Dean Reed was a riddle wrapped in a mystery inside an enigma, to borrow from Winston Churchill. The Colorado native, a struggling singer on Capitol Records, moved from California to Chile in the early 1960s after his single “Our Summer Romance” became an unexpected hit there. The charismatic Reed moved to the left politically and became a music and film star in South America. He had similar success in eastern Europe and the Soviet Union, where he became a state-sponsored star. He drowned under mysterious circumstances in East Germany in 1986 at age 47, while contemplating a return to America (where he was largely unknown until an appearance on “60 Minutes” shortly before his death).
Reggie Nadelson pulls Reed out of the historical shadows with Comrade Rockstar, a 1991 biography that she updated in 2004. She traces Reed’s rise to stardom through interviews with his mother, two of his three wives, and associates including Phil Everly, who attended acting classes with Reed in Los Angeles and sang “Bye Bye Love” in East Berlin with him.
“Ghost Riders In The Sky”, which he sang for Yasser Arafat, became Reed’s theme song in the Soviet Union.

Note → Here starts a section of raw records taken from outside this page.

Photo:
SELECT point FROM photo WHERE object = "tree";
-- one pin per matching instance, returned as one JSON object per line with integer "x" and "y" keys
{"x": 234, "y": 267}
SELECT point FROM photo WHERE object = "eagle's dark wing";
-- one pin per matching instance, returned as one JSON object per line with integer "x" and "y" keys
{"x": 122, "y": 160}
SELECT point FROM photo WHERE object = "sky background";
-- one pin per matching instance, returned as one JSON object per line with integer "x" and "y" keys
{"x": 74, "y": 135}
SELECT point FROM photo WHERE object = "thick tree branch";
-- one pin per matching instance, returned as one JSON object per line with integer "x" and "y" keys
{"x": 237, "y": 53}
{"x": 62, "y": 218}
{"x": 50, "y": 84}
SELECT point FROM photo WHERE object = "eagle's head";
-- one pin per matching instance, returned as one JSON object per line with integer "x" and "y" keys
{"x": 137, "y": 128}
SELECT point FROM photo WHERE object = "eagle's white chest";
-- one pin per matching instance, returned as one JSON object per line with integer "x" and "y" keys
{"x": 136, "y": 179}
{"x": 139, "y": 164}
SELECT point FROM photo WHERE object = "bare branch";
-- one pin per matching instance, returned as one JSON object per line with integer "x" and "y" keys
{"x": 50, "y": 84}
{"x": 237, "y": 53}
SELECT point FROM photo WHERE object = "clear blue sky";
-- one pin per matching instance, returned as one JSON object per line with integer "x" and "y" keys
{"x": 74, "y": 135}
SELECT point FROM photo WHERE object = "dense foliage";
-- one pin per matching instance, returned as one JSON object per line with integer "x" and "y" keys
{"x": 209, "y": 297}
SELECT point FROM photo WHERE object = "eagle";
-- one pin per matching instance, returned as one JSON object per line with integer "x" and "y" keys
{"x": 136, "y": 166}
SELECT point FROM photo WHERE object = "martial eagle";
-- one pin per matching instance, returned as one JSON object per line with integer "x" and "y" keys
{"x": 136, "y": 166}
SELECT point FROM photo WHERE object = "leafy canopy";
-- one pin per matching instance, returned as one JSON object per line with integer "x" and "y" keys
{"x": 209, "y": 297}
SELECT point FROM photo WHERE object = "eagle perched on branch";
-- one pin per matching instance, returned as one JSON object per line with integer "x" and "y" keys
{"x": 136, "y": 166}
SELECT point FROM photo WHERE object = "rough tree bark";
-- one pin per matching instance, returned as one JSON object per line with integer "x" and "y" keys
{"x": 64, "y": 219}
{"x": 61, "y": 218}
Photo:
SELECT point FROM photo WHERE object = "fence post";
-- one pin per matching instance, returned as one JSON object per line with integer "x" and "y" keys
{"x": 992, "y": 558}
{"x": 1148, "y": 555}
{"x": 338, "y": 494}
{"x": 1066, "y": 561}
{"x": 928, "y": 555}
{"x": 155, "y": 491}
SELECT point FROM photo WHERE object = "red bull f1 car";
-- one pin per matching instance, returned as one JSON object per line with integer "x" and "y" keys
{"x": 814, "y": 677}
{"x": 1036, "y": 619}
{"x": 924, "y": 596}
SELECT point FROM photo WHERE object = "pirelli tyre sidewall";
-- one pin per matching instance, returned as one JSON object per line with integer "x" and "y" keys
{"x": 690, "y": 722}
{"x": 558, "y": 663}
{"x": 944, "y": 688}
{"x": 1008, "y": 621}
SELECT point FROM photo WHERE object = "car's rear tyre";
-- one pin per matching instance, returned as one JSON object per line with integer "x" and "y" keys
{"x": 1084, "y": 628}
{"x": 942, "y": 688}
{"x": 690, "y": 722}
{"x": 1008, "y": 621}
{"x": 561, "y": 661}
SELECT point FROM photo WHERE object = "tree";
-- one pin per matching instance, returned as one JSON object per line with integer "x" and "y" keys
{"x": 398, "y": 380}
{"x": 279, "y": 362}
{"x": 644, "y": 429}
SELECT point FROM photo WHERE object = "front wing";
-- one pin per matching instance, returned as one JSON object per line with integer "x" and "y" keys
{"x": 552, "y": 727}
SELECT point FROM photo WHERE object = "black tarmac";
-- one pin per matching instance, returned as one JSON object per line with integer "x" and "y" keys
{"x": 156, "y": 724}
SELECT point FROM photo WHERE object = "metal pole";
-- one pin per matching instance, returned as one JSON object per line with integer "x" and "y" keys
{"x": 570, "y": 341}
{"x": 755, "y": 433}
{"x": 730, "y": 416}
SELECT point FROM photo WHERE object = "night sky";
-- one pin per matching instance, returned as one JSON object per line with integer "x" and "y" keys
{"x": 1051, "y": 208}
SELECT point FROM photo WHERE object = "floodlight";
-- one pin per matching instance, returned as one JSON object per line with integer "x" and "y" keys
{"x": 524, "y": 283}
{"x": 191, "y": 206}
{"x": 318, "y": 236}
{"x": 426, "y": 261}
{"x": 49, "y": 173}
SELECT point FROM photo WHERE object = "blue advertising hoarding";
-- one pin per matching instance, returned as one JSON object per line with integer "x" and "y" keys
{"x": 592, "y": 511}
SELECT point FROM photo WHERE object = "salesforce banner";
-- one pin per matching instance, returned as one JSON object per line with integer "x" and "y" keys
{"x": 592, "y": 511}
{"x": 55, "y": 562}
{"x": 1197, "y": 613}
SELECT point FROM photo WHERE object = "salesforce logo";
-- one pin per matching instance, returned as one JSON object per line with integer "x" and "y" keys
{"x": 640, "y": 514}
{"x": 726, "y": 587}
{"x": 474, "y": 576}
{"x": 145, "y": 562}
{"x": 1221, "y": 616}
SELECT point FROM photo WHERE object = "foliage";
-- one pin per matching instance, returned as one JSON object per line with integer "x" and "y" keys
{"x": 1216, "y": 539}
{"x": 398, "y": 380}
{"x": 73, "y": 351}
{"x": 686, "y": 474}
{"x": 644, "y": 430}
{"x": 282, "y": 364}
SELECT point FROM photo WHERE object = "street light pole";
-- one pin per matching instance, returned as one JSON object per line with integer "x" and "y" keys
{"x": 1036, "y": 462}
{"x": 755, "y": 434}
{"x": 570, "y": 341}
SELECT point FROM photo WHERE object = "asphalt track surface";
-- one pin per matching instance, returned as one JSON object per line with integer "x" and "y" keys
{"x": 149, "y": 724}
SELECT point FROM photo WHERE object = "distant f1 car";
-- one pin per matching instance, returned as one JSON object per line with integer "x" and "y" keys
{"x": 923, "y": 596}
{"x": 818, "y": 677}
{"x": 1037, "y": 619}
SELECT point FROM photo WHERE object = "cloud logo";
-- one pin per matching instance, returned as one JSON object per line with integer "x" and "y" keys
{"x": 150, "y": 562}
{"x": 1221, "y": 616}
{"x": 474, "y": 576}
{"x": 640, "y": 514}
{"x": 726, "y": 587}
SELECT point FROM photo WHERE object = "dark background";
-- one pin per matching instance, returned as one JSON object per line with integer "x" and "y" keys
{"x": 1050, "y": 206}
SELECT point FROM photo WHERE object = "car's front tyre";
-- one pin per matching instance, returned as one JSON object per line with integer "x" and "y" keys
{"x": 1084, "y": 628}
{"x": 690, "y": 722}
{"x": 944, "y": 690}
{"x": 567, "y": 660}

He mixed political originals alongside “My Yiddishe Momma” and 1950s U.S. hits such as “Heartbreak Hotel”. Though Reed disdained such nicknames as “Red Sinatra” and “the Johnny Cash of Communism,” Nadelson notes, it’s clear he and the Soviet leadership fulfilled each other’s needs. Reed got to be a star, while the Soviets got an American who toed the Communist Party line and was an acceptable alternative to western musicians.
Nadelson fleshes out Reed’s personal life, but his music and acting careers get short shrift. There is no discography or filmography; even a selective one combined with more artistic analysis would have resulted in a more rounded portrait.